I know this isn't the kind of questions we like to see on here as this will be vague, but a friend has a Raleigh Record that I like the looks of. It would probably need the usual tune-up and I guess the rims and tires are not correct. It is painted in the Team Colors. I don't know the year. He happens to want my Hotwheels/Matchbox collection. Maybe 20-40 cars? They are in 'played - with' condition and go back to the late 70's, though mostly 80's. (I'm nearly 44). Do you think there could be a fair trade here? Worth persuing?

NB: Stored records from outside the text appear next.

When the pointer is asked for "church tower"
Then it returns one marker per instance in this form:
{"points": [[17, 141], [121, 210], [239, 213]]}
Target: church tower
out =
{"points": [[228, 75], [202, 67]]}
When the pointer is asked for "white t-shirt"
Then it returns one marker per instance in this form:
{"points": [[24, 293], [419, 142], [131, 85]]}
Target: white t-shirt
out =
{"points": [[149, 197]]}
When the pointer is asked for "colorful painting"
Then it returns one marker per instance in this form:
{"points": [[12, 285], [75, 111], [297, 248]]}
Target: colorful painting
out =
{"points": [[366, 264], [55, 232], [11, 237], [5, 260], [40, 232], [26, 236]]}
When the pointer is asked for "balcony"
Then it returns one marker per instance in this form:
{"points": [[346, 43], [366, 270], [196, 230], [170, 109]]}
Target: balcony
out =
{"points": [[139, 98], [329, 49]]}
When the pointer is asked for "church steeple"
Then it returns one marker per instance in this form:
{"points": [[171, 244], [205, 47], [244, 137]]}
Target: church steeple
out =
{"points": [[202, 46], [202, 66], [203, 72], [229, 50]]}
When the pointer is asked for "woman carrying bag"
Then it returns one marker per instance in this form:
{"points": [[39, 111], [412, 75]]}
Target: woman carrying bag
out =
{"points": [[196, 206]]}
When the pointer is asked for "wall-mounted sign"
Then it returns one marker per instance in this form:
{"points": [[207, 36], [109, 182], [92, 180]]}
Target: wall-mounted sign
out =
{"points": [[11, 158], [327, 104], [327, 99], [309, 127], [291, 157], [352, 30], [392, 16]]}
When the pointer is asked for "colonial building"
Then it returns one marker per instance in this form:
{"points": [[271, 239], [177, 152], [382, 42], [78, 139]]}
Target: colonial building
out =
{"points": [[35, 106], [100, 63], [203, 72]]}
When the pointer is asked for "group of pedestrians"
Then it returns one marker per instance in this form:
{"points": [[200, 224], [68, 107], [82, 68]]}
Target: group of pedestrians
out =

For either one of us?


----------



## bulldog1935 (May 16, 2015)

it is the same frame as the GP, and I've posted before how I like mine.  Unless it has upgraded components and the paint looks professional, I wouldn't value it over $50.  (Hard to go wrong replacing the original steel rims on that bike and GPs.)  Since it's far from original, I would treat the bike as a platform to build a utility bike on - the frame geometry is perfect for that.  I personally would rather have the bike than the cars, but I have a few Ebbro and Minichamps that one car would be an even trade.  
Hot wheels - gave them to my daughter except for three I really liked and kept them high on the shelf (Chaparral, Merc 280SL and The Hood).  
Not to offend, but I'm guessing flea value market value of your cars is likely $2/


----------



## wrongway (May 16, 2015)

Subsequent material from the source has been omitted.